Cümbüşte, başköşeye en yaşlı efe otururdu, diğerleri yaş ve başlarına göre yer alır, otururlardı. Cümbüş odasında, her yaşın kendine göre yeri ve oturmanın bir âdâbı vardı. Geniş cümbüş odasında sedir ve yer minderleri bulunur, sedire büyükler, bağdaş kurarak veya bir dizlerini bükerek otururlardı, ayakları sedirden aşağı sarkıtmak, ayak ayak üstüne atmak çok ayıptı. Yer minderlerine orta yaşlılar otururdu, gençler, mutlaka diz çökerek oturmak mecburiyetinde idiler. Büyükler müsaade etmedikçe dizlerini kaldırmaz veya bağdaş kurmazlardı, aksi takdirde göreneksiz, terbiyesiz addedilirlerdi. Böyle bir gence, ertesi gün yolda rastlayan bir yaşlı, onu bir kahve veya dükkâna çeker, cümbüşte büyüklerin yanında nasıl oturulacağını anlatır ve tenbihatta bulunurdu. O zamanlarda, sokakta ve kahvede de bir edep ve erkân vardı; sakallılarla gençlerin kahveleri ayrı idi, bir genç, lüzumu takdirinde büyüklerin kahvelerine terbiye ile girer, fakat bir büyük, gençlerin kahvesine hotbehot giremezdi, görüşmek istediğini garsonla dışarı çağırtır, öyle görüşürdü. Sokakta eller arkaya bağlı veya ceket yahut palto omuzlar üzerinde dolaşılmazdı, böyle yapanın yüzüne tükürüldüğü olmuştur.

Cümbüşe yeni, temiz elbiselerle gelinir, her içeri giren sağ elini göğsüne götürerek odadakilere selam verir, ellerini bağlıyarak beklerdi; büyükler gelene yer gösterir, o da daima kendinden yaşlısının altında yer alır, otururdu.

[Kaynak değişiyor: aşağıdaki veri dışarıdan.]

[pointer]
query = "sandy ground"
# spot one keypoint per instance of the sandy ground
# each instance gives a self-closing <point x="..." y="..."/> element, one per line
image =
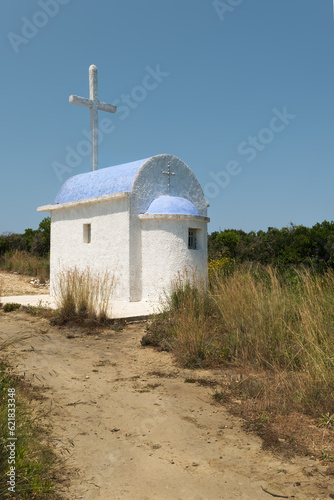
<point x="134" y="430"/>
<point x="18" y="284"/>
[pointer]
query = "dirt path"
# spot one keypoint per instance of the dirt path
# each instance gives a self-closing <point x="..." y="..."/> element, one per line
<point x="20" y="284"/>
<point x="136" y="430"/>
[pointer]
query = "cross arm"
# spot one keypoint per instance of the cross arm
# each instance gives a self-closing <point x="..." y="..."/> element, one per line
<point x="82" y="101"/>
<point x="104" y="106"/>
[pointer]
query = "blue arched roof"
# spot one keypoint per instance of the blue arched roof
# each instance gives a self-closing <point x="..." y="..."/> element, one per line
<point x="99" y="182"/>
<point x="172" y="205"/>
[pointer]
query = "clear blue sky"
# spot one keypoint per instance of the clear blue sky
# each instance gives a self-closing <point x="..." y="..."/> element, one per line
<point x="243" y="95"/>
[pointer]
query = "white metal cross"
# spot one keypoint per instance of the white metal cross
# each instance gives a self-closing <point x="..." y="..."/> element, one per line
<point x="169" y="173"/>
<point x="94" y="104"/>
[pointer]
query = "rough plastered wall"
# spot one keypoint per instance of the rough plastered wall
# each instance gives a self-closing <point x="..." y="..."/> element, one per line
<point x="109" y="246"/>
<point x="165" y="253"/>
<point x="149" y="183"/>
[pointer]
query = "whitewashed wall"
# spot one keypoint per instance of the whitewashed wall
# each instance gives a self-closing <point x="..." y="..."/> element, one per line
<point x="109" y="247"/>
<point x="165" y="253"/>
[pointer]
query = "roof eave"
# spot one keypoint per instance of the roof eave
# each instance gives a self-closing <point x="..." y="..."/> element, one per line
<point x="87" y="201"/>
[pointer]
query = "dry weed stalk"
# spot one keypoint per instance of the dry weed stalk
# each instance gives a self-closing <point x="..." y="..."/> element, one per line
<point x="84" y="293"/>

Cümbüşe, efelere ait kadınlardan bir veya iki tanesi getirilir, onlar cümbüş odasında, kapıdan girince hemen sağda iskemleler üzerinde otururlardı. Mensup oldukları efeler tarafından idare ve maişetleri temin edilen bu kadınlara «Lan» denilirdi. (Ulan’dan) sert ve hor bir muamele görürlerdi. Cıvımalarına katiyen müsaade olunmazdı, eğer nâhoş bir harekette bulunurlarsa, ait oldukları efe tarafından usulca dışarı çağırılırlar, tokatlanırlardı. Çok uslu ve terbiyeli olmak mecburiyetinde idiler. Cümbüşe, mutlaka yıkanmış olarak gelirlerdi. Vazifeleri cümbüşte hizmet etmek, ayınga tütününden sigara sarmak, oyun zamanı gelince oynamaktı. Biri, mütemadiyen sigara sarar, öbürü sigara yakardı. Efelerin, sigaralarını birbirlerinden yakmaları, bir kibritle iki sigara yakılması yasaktı. Kadınlardan sonra, sıra ile sâkinin iskemlesi gelirdi. Sâkinin önünde koca bir sini durur, sini üzerinde cümbüş odasında ne kadar efe varsa o kadar kahve fincanı bulunurdu.

Rakı, bir kara binlikten fincanlara konur ve sunulurdu. İçkiyi sâki idare ederdi.

O, herkesin derecesini bilir, içkiyi ona göre ayarlardı; kimsenin cıvımasına, cümbüşün tadını kaçırmasına müsaade edilmezdi. Biraz sarhoş olmaya başlayan kimseye (metelik kalınlığı) tâbir edilen miktarda, gayet az içki verilirdi. Cümbüşte, gençlerden biri bir hata işlese, büyükler, onu kaş göz işaretiyle düzeltirler, genci kırmazlar, cümbüşü bozmazlardı. İçki mezeleri, turp, leblebi, et kavurması; kışın turşu gibi şeyler olurdu. Cümbüşe yatsı namazından sonra başlanırdı. Yatsı namazına kadar büyükler konuşur, gençlere terbiye edici, ibret verici şeyler söylerler, büyük efelerin menkıbelerini anlatırlar, güzel sohbetlerde bulunurlardı.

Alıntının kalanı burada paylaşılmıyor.